The shifting from ICD-9 to ICD-10 code sets will benefit the healthcare provider in the form of more accurate payments for new procedures, fewer rejected claims, fewer improper reimbursement claims and greater efficiency in the billing and reimbursement process.
 
The increased auto adjudication of claims due to increased granularity of ICD-10 code will help in reduced number of claims being investigated or rejected due to insufficient information. ICD-10 will solve the problems caused due to lack of detailed information contained in the diagnosis and procedure code assignment. Fewer rejected claims will reduce the amount of rework for providers leading to an efficient reimbursement process which in turn will lower the provider administrative costs.
 
A reduced claims cycle coupled with lowered administrative costs will help the providers shift the excess resources in improving patient care. ICD-10’s improved precision in documentation of clinical care will greatly improve the likelihood of submitting accurate claims the first time around and receiving reimbursement for a range of procedures. As a result, there is a reduction in adverse impacts to provider revenue cycle.
 
The ICD-9 code set has now been exhausted and new codes cannot be added which limits the ability to code innovative procedures. Treatment techniques and methods have evolved over time. The limitation on expanding ICD-9-CM is the reason why few new procedures have been approved. Not all advanced treatments can be coded using ICD-9 accurately. With ICD-10-PCS, the number of procedures for which new codes are likely to be granted will rise. If many more separate procedures can be coded, a differentiation between the simple and complex procedures will be possible.
 
The new code set helps in improved population identification and severity stratification due to ICD-10, and specificity enhances disease and case management, as well as wellness programs. Utilization management can be improved by application of ICD-10 codes which leads to increased efficiency in the exchange of patient profile information, treatments across the care process and hospital resource management.
 
Improved reimbursement rates due to appropriate payments of new procedures, and fewer miscoded and rejected claims due to greater specificity in ICD-10 codes. Accurate incentive payments for Pay for Performance schemes and in general accurate claims payment will help both providers and payers.
 
Providers with current or future contracts impacted by ICD-10 codes (which means many providers) would put themselves into a better negotiating position with payers by starting to use coding crosswalk tools and “double code” their services. They would then better understand the services they provide in an ICD-10 setting and negotiate more accurate contracts with their payers.
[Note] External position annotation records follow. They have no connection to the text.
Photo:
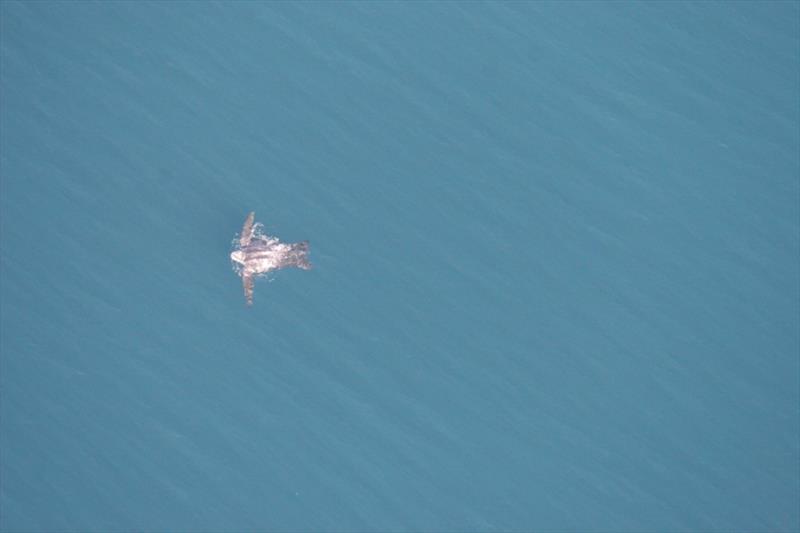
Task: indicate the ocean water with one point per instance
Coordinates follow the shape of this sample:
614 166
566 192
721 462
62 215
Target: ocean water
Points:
555 279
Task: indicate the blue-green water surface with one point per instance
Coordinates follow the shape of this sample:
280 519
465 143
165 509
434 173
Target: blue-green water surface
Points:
556 266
I’m not suggesting all providers need to start double coding everything indefinitely – just start to sample and understand differences and potential differences between their current ICD-9 stats and the soon to arrive ICD-10 indications.
 
Considering some of the above suggestions for implementing and accepting ICD-10 changes can create a positive environment of change and acceptance of ICD-10. There are many advantages to the provider in payer contract negotiations if the provider is willing to take the time to implement an ICD-10 strategy now and begin educating themselves in ICD-10 coding and clinical documentation.
 
 
Ira Shapiro is the CEO of International Alliance Solutions, national experts offering ICD-10 and coding solutions for providers, and CODESMART UNIVERSITY™, an online ICD-10 education program for coders and clinicians, which will debut in January 2012. For more information, call (646) 526-7867 or visit www.alliancesinhealth.com.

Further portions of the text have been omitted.